In total, 22 categories of healthcare professionals and services are covered. For some indicators, the tool provides data going back up to 15 years.

Thanks to this level of detail, a mayor can identify which medical specialties are present or lacking in different neighbourhoods of their municipality, then compare their area with similar municipalities. Regional health agencies can use the data to guide policies on the distribution of healthcare professionals. Public and private operators can identify areas where new medical facilities should be prioritised.

“Giving local communities the means to act”

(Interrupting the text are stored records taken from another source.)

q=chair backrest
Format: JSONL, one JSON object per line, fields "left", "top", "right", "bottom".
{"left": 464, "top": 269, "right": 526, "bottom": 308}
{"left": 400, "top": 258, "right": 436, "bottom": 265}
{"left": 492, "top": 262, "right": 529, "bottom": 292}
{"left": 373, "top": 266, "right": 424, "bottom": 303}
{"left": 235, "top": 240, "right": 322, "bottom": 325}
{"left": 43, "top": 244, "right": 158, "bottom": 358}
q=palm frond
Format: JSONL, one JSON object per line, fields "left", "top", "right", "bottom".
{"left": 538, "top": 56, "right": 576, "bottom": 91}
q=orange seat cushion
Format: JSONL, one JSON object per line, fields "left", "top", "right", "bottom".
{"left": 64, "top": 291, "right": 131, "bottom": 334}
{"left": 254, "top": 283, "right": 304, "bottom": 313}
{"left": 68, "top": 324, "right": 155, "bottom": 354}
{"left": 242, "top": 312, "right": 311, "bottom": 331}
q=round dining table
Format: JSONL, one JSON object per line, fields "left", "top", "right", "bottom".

“The debate on medical deserts often suffers from a lack of precise indicators that are comparable over time and cover a broad spectrum of healthcare provision. Our aim is to provide elected representatives, healthcare professionals and stakeholders across the health system with a scientific tool that can objectify the real needs of local communities and assess the effectiveness of public policies. Access to healthcare can only be improved over the long term if we are able to measure it with precision, while taking into account all the players in the system,” says Benjamin Montmartin, professor of econometrics and data science at SKEMA Business School and director of the Prevention and Access to Healthcare Chair.

A tool for public policy

The launch of the observatory comes at a time of acute pressure on access to healthcare. Nearly nine million people in France now live in areas affected by medical desertification. In some areas, securing an appointment with a specialist can mean waiting several months.

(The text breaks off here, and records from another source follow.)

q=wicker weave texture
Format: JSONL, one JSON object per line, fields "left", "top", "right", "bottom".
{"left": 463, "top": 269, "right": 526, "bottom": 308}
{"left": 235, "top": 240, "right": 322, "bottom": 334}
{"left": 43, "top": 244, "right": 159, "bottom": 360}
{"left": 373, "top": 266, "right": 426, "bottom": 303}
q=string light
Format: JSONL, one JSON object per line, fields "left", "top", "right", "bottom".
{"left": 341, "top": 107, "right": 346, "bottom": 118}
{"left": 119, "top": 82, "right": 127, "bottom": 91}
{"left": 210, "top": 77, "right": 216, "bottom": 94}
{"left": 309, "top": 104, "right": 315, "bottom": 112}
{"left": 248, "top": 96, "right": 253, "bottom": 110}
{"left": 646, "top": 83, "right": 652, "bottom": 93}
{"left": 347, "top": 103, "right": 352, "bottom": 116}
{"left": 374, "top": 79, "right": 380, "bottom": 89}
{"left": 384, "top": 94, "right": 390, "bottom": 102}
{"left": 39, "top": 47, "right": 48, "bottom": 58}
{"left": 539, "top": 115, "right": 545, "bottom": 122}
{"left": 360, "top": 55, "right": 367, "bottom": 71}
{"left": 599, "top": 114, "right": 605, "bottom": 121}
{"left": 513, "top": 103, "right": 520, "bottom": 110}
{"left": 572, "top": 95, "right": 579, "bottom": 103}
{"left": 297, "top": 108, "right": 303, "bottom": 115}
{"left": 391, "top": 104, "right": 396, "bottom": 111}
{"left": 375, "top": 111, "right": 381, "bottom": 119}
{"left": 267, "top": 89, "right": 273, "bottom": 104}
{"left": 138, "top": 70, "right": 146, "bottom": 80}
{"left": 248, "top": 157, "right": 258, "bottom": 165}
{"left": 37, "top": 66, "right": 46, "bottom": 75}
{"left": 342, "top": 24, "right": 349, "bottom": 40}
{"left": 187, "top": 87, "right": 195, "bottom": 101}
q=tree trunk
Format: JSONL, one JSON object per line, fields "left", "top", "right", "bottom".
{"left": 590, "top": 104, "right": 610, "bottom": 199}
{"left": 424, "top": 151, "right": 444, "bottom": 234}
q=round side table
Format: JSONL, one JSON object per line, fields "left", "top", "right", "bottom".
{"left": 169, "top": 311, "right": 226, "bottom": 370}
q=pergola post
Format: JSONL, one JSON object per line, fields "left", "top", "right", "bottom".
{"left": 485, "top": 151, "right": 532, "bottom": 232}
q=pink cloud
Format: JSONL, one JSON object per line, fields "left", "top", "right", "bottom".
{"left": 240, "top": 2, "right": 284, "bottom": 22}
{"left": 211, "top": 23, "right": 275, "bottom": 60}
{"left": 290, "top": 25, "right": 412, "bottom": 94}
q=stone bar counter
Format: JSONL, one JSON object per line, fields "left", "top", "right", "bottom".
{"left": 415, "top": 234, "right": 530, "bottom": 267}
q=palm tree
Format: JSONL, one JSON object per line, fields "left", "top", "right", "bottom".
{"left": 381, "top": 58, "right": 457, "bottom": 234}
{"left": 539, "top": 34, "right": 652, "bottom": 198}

Certified by Université Côte d’Azur’s Initiative of Excellence, the Prevention and Access to Healthcare Chair studies social and territorial inequalities in health through a multidisciplinary approach combining economics, public health and data science.

Research with real-world impact

“This observatory reflects our ambition to put research at the service of major societal challenges. By combining academic excellence, methodological innovation and open data, we are creating a tool capable of informing public decision-making and contributing in concrete terms to reducing territorial inequalities in access to healthcare,” says Sylvain Antoniotti, vice-president of Université Côte d’Azur’s Initiative of Excellence.

Beyond its scientific dimension, the SKEMA-UniCA Observatory on Access to Healthcare offers a new way of approaching medical deserts. The issue is no longer treated only as a question of medical demographics, but as a matter of territorial governance, based on objective, comparable and accessible data.

At a time when France is seeking ways to guarantee fairer access to healthcare across the country, researchers from SKEMA Business School and Université Côte d’Azur aim to provide public stakeholders with a precise measurement tool to better understand the reality on the ground and act where needs are most acute.